Epilepsy in Children with Tuberous Sclerosis Complex: A Prospective Observational Study in Bangladesh

Article information

J Epilepsy Res. 2020;10(1):18-23
Publication date (electronic) : 2020 June 30
doi : https://doi.org/10.14581/jer.20004
Department of Pediatric Neurology, Bangabandhu Sheikh Mujib Medical University, Dhaka, Bangladesh
Corresponding author: Kanij Fatema, FCPS, Department of Pediatric Neurology, Bangabandhu Sheikh Mujib Medical University, Shahbagh, Dhaka 1000, Bangladesh, Tel. +880-1713097751, Fax. +880-1713097751, E-mail; maiomonami@gmail.com
Received 2020 February 5; Revised 2020 April 27; Accepted 2020 June 23.

Abstract

Background and Purpose

Epilepsy is an important neurologic feature of patients with tuberous sclerosis complex (TSC). Most common seizure types are focal seizure and epileptic spasm. Seizure control often requires multiple antiepileptic drugs. This study has been done to evaluate the seizure types, electro-encephalography (EEG), neuroimaging features, and drug treatment of epilepsy in TSC.

Methods

This prospective observational study has been conducted on epilepsy patients with TSC at Bangabandhu Sheikh Mujib Medical University from 2011 to 2019.

Results

Seventy patients with a mean±standard deviation age of 5.64±3.96 years were identified and 57.1% were female. Most common type of seizure was focal seizure (46%). Epileptic spasm occurred in 17% of patients and all of them had seizure onset before 1 year. In 47% of patients EEG showed focal epileptic discharge; hypsarrhythmia was found in most of the patients with epileptic spasm. Majority of the patients needed more than one drug to control seizure. Only 34% of patients were seizure free for at least 12 months and 22.8% had drug resistant epilepsy.

Conclusions

This study highlights the pattern of seizure, treatment pattern, response to drug, and short-time outcome of children with TSC with epilepsy in a developing country like Bangladesh.

Introduction

Epilepsy is an important neurologic manifestation of patients with tuberous sclerosis complex (TSC). The reported prevalence of epilepsy in TSC is about 62% to 93%.13 Epilepsies associated with TSC usually present during infancy and early childhood, but it can also occur at any age. The most common type of seizures are focal seizure and epileptic spasm. However, the pattern of seizures in TSC changes over time. About half of the patients have refractory epilepsy.49 There are limited numbers of studies performed on TSC in developing countries. Thus, this study was done in children with TSC with epilepsy to evaluate the types of seizure, electroencephalography (EEG) features, neuroimaging pattern, drug treatment and response to treatment.

Methods

Study protocol

This study was carried out at a tertiary care center in Bangladesh. It was conducted on patients with TSC and epilepsy, children of all age (0–18 years), were included during the period of January 2011 to October 2019. Patients were diagnosed as a case of TSC according to TSC clinical diagnostic criteria.10 initially, 84 patients were included, the data of seventy patients were ultimately used as adequate data for fourteen patients were missing. It was an observational study.

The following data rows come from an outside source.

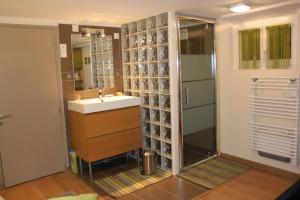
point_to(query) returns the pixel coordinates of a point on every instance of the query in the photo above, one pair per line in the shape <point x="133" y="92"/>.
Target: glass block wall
<point x="102" y="61"/>
<point x="146" y="74"/>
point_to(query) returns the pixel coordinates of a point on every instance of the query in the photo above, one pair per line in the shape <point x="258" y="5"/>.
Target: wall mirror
<point x="92" y="59"/>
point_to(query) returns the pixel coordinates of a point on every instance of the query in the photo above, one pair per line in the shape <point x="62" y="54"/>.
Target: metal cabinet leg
<point x="80" y="166"/>
<point x="90" y="171"/>
<point x="138" y="156"/>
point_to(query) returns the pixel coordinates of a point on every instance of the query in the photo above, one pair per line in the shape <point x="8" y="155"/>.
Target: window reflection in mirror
<point x="92" y="58"/>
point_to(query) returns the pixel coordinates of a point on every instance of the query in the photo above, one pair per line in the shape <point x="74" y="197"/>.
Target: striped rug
<point x="129" y="181"/>
<point x="213" y="172"/>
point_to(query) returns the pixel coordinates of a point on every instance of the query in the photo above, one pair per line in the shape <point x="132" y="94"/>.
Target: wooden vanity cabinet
<point x="104" y="134"/>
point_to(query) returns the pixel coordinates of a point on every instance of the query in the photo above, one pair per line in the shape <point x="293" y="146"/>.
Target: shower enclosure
<point x="197" y="89"/>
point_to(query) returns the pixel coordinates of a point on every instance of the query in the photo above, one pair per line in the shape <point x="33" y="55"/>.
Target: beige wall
<point x="233" y="99"/>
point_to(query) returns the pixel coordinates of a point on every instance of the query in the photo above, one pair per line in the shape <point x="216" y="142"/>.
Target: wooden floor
<point x="253" y="184"/>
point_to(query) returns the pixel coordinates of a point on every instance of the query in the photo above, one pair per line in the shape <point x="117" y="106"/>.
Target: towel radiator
<point x="274" y="109"/>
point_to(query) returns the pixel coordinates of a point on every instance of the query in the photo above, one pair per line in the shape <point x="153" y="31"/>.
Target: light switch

Detail history regarding seizure semiology, family history, developmental status, treatment history were taken. Formal clinical examination with special emphasis on eye, skin, abdomen, chest, nervous system, developmental assessment and psychological evaluation were performed. Neurobehavioural disorders like autism spectrum disorder and attention deficit hyperactivity disorder were diagnosed with Diagnostic and Statistical Manual V (DSM V). Intellectual disability was diagnosed when IQ was less than 70. The tools used here were Bayley Scales of Infant Development III, Wechsler Preschool and Primary Scale of Intelligence III, and Wechsler Intelligence Scale for Children-Revised IV.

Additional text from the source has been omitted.